Stage 2, the Age of Discovery: In college I worked at a campus video store. I worked the early afternoon shift and got to watch a video as I helped a handful of largely hungover, and thus passive, customers. As a bonus, I received a "shift video" at the end of the work day. This was the core of my movie education, such as it was, and inspired in me a passion for independent video stores. It was also possibly the best job of my life.
Stage 3, the Age of Enlightenment: Post-college found me declaring that I couldn't live in a town unless it had an independent video store and independent theater. Happily, Madison WI and Charlottesville VA qualified.
Stage 4, the Age of Netflix: I love Netflix. I love its flattening affect. Foreign films, indies, obscure classics, all available anywhere the good old USPS delivers. It blew Stage 3's rule out of the water: I could get almost any film, at any time, all thanks to the transformative effect of the fantastically mailable DVD. Longtime readers of the blog know I'm a luddite (status update: still no iPod or iPhone). But this technology changed my world.

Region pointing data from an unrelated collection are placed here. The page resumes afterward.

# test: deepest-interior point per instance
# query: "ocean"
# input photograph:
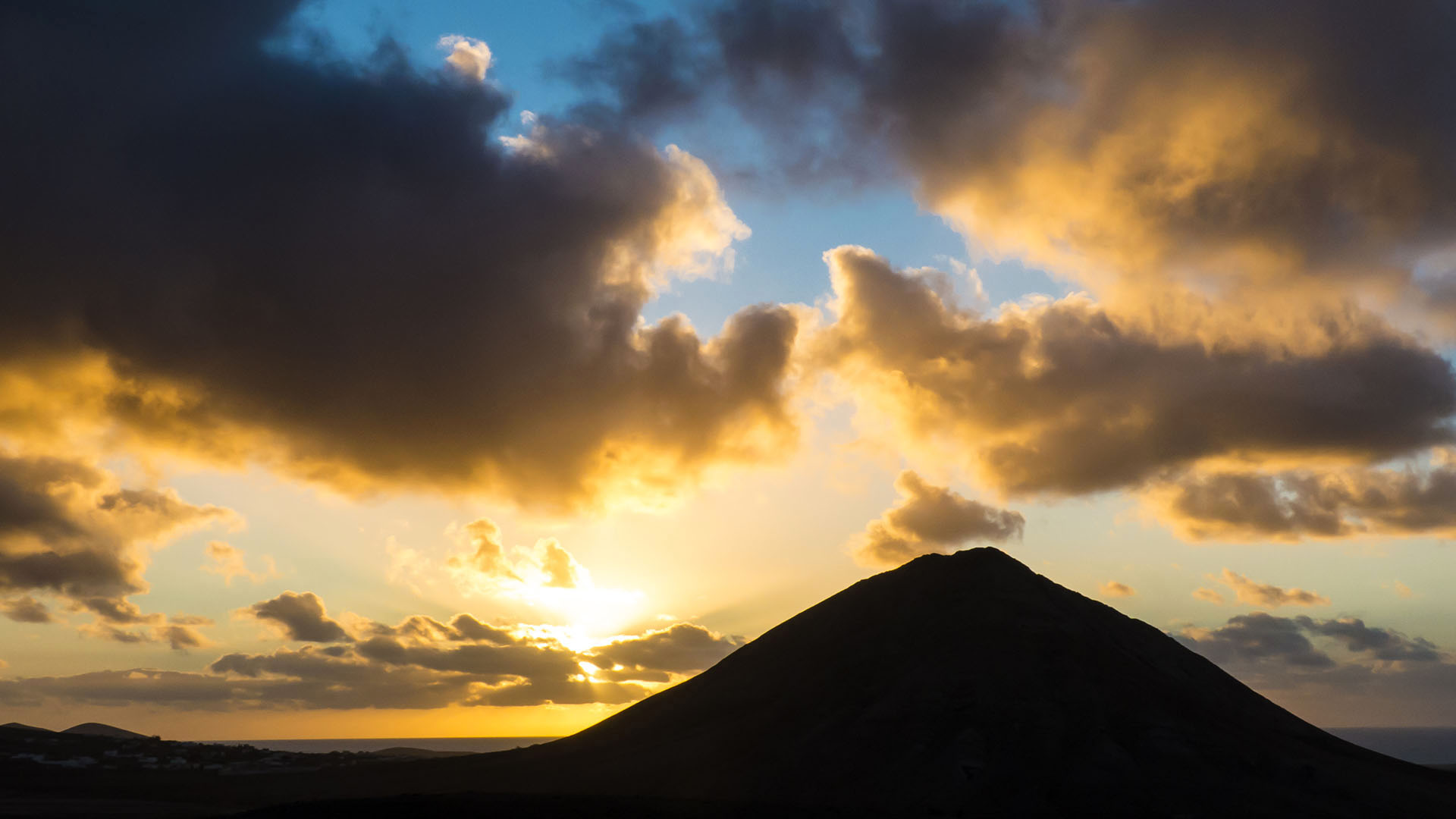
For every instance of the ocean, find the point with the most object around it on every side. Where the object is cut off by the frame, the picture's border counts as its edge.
(1426, 746)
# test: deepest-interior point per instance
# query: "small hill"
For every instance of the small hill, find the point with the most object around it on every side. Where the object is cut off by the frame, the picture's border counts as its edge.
(101, 729)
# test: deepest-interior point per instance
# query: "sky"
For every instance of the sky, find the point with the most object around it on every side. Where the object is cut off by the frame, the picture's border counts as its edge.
(478, 369)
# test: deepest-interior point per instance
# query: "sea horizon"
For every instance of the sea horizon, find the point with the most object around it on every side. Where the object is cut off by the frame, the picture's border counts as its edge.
(1421, 745)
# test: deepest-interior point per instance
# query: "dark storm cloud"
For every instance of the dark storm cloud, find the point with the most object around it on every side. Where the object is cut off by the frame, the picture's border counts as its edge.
(1385, 676)
(302, 618)
(1066, 398)
(419, 664)
(1257, 637)
(1310, 503)
(932, 519)
(341, 271)
(1183, 136)
(1379, 643)
(1261, 637)
(67, 529)
(651, 657)
(25, 610)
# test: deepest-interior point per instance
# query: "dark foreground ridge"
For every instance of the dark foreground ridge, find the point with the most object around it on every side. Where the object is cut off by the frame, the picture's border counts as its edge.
(957, 686)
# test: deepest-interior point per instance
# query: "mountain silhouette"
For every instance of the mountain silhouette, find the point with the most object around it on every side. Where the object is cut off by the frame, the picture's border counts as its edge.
(968, 686)
(102, 729)
(956, 686)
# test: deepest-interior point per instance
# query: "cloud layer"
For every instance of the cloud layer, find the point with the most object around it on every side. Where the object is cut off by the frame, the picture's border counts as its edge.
(930, 519)
(1066, 398)
(240, 253)
(419, 664)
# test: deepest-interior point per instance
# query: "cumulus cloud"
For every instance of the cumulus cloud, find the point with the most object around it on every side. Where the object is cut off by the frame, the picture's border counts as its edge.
(384, 297)
(25, 610)
(930, 519)
(300, 617)
(1209, 596)
(657, 654)
(1114, 589)
(1310, 503)
(487, 560)
(231, 561)
(1257, 635)
(181, 632)
(69, 529)
(468, 55)
(1270, 596)
(1267, 645)
(417, 664)
(1066, 398)
(1225, 146)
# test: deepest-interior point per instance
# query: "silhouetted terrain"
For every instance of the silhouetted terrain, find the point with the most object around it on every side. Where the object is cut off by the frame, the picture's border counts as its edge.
(962, 686)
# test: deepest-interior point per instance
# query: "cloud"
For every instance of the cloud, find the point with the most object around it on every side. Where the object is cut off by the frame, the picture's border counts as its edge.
(25, 610)
(930, 519)
(1277, 651)
(1379, 643)
(386, 297)
(1114, 589)
(69, 529)
(1062, 397)
(487, 560)
(178, 632)
(654, 656)
(1209, 596)
(1220, 146)
(417, 664)
(1310, 503)
(468, 55)
(1401, 589)
(1256, 637)
(229, 561)
(302, 617)
(1269, 596)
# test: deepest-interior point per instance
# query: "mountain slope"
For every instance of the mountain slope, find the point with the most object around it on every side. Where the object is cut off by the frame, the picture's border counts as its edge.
(956, 686)
(968, 684)
(102, 729)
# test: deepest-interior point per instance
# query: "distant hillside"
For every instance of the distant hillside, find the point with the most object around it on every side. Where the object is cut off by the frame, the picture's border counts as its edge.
(101, 729)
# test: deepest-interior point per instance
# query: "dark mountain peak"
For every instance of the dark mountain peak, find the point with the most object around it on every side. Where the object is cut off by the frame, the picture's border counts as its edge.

Sidenote: I teach a case study of the Netflix IPO and in the highlight of my career as a practicing attorney I actually participated in a phone call with Netflix's CEO. I believe I said, "yes" followed by "uh-huh." Glory days.
Stage 5, the Age of Parenthood: After our daughter was born, my husband pointed out, increasingly stridently, that Netflix DVDs were collecting dust on our entertainment center. It was hard for me to let go, but I have suspended our membership, accepting the reality that we just aren't watching movies regularly anymore. Plus a Netflix membership was hard to justify when there's a great independent video store literally 2 blocks away. And with pallid, unhealthily skinny clerks in funky glasses, laminated homemade cartoon posters depicting the fate of late-returners, and those employee picks that feel like windows into strangers' hearts, it still feels like home to this law professor. The threat of closure will only make visits that much sweeter.